Olson-Stepp said many hospitals seek guidance from Spok’s professional services team on secure clinical communications and BYOD programs – from the initial design through final implementation, device registration, and training. “For some hospitals, secure texting and BYOD are part of their everyday communication strategy. There are a number of institutions piloting these programs for specific physician groups or departments. But most institutions are still in the initial phases, and many hospitals turn to us for help.”
BYOD implementation has been slow, in part due to the considerable IT undertaking. “There are many items for a hospital to consider before implementing a BYOD program,” said Hemant Goel, Spok’s chief operating officer.
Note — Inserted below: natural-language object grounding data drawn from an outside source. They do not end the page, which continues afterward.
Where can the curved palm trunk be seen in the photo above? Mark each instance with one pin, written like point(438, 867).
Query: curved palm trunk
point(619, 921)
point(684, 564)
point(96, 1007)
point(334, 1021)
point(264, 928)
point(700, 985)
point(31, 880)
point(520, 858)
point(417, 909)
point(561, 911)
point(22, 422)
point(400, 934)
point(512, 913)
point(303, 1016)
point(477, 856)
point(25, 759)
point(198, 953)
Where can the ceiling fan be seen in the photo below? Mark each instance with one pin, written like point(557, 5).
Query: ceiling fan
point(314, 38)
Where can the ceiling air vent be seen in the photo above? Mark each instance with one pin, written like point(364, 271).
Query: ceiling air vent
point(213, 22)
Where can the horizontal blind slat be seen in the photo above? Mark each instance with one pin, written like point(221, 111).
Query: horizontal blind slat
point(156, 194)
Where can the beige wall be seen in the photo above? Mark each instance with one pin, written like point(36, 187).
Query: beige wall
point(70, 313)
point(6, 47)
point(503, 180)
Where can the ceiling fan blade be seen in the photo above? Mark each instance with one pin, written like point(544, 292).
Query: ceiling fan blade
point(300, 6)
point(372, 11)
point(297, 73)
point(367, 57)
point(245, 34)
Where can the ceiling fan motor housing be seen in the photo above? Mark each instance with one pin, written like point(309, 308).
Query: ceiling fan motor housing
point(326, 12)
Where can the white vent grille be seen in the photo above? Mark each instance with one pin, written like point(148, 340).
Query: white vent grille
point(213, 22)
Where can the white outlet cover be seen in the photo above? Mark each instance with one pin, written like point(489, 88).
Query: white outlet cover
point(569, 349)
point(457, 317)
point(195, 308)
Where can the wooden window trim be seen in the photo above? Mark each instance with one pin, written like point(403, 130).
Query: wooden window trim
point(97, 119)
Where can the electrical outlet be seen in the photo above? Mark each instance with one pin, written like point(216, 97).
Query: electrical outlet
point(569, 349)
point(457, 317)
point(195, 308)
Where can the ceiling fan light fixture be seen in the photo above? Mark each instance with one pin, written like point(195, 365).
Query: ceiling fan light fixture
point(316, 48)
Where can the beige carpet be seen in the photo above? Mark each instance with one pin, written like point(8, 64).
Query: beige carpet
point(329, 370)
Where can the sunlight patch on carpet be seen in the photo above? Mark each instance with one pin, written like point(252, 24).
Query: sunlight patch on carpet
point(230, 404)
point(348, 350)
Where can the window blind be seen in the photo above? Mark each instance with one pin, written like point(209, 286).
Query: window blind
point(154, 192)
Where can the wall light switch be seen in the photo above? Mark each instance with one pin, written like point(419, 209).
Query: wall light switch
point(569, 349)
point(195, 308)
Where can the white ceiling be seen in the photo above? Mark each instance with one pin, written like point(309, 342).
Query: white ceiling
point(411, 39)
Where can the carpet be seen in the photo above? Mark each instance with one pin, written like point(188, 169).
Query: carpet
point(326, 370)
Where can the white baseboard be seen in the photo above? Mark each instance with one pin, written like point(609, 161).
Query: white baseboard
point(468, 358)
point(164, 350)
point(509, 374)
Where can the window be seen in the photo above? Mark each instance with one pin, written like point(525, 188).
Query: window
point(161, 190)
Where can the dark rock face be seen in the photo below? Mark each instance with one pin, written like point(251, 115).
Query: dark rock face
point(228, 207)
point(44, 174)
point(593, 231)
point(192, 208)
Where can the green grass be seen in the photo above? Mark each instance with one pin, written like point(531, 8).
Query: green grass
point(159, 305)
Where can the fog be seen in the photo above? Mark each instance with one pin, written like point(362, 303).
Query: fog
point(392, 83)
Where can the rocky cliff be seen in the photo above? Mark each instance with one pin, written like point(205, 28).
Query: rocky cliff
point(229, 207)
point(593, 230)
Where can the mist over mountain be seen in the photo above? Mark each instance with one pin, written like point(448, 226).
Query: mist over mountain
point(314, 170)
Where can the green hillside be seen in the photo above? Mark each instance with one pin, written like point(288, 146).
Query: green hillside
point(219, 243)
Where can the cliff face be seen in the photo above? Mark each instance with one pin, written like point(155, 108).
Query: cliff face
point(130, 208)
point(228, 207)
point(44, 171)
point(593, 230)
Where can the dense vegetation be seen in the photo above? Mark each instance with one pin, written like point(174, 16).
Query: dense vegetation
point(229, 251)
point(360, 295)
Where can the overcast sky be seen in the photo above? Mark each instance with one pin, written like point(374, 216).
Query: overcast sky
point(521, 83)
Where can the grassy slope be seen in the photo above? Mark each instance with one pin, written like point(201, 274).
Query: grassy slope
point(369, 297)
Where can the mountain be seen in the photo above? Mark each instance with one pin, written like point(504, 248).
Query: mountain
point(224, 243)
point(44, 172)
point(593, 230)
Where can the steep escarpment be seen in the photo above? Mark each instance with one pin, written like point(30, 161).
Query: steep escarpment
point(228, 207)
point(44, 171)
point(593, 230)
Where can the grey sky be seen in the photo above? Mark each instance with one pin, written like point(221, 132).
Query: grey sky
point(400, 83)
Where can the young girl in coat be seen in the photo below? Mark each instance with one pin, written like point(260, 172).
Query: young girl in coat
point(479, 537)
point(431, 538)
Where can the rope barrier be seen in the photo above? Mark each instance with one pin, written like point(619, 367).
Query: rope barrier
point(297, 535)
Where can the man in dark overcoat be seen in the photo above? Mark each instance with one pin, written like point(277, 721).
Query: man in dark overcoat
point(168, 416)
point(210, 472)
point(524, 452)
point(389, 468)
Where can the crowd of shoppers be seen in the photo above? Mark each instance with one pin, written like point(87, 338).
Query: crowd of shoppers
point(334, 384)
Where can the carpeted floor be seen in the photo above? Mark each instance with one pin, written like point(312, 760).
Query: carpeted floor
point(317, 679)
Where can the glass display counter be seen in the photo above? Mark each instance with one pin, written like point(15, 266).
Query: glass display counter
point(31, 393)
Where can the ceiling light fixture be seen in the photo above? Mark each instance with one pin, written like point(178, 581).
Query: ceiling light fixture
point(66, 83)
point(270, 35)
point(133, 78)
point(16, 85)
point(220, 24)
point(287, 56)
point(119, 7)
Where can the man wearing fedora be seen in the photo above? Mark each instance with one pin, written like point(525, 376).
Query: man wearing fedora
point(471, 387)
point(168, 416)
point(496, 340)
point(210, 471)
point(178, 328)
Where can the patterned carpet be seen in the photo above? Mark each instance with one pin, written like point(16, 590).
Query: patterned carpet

Goel noted that infrastructure planning around Wi-Fi build-outs is a big component, and all facilities have to deal with which staff members can bring their own devices and who pays for what. “All of these details come with a price tag – both time and money – and these planning processes are taking between one and four years to complete. Many hospitals are still in the early stages and looking for experienced technical assistance.”
Part of that assistance comes in the form of training. “Without training on the new solution, staff members can become frustrated and resort to such habits as standard texting, which does not provide security for patient information,” said Goel. He added that hospitals are asking Spok for help with training during the implementation process, as well as subsequent support to help keep BYOD momentum moving forward. He also noted that it is important for hospitals to provide users with access to either a knowledgeable person or at least an online resource who can respond to questions after the initial BYOD registration and training.